Thursday, August 18, 2011

i'm back...new year, new name, new diagnosis.

I bet you thought I fell off the earth, huh?  Nope...but I've had quite a journey.

I've been gone from the blog because I became totally disillusioned with the whole Eating For IBS thing, mainly because it just wasn't working for me.  That's not to say that it doesn't work (clearly it does, for many people who suffer), but if you don't have IBS in the first place it isn't going to do you any good.  It's kinda like taking a Benadryl for a broken arm...right medicine for what it is designed for but completely inadequate for what it isn't designed for.  Quite honestly, it was just flat depressing to come here and post again and again that I was not feeling any better despite following the program to a T.  I wasn't making any progress, and I just felt like I wasn't being any help to anyone...least of all, myself.  I was feeling worse and worse and popping Imodium like it was candy.  For a while, I just quit following it altogether and ate whatever it was I wanted...I couldn't feel any worse, I reasoned.  It was certainly no way to live.

I decided to take my life back.

It was time to jettison the dead weight, so to speak.  I got rid of my physician.  She was a nurse practitioner who took over my old doctor's practice, and we had been going to her for the past several years; but she gradually got worse and worse until finally I just couldn't justify going to her any longer.  She had moved what was left of her practice to a quick-stop clinic-type place in a strip shopping center, and I felt like the service I was getting was second-rate at best.  Besides, she is the one who told me that everything was just fine with my colonoscopy, and that these problems I was having were all in my head, when it turns out I have Celiac Disease...a problem she never even tested for.

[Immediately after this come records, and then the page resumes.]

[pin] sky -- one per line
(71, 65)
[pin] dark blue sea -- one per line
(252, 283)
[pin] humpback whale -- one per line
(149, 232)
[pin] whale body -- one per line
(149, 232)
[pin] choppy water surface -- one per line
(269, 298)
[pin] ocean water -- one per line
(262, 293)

I asked around and found a new doctor, an actual doctor-type doctor, one who is treating me with the respect I deserve and who is hearing me instead of turning a deaf ear.  She has listened to me, taken me seriously, realized my symptoms were real, and ordered the appropriate tests.  Not only has she diagnosed me with Celiac Disease (confirmed by bloodwork), but she also ordered a sleep study to be done and it turns out I need to be on a CPAP machine (more on that later).

After switching over to a gluten-free diet, I can say that while I don't feel 100% better, I do feel more like a human being.  My Imodium intake has slowed; I'm trying to wean myself off of them.  The gas and bloating has practically stopped and I no longer look like I am pregnant.  I'm still overweight, but at my last doctor's visit they told me I had lost five pounds, which makes about twenty pounds altogether.  All in all, I feel better and look better and I know this is the diagnosis I've been waiting for.  And, as it turns out, some of the things I was doing on the Eating For IBS plan were totally counter-productive to what I needed to be doing.  Again, they can work if you're suffering with IBS, but they aren't exactly compatible with Celiac Disease.

I have big ideas for this blog, and I hope to share with you those ideas soon.  In the meantime, just know this...

You are not alone, it is not in your head, and your problems are real.  You deserve to be treated with respect, and you deserve to treat yourself with respect.  It's time to take your life back.  Come with me!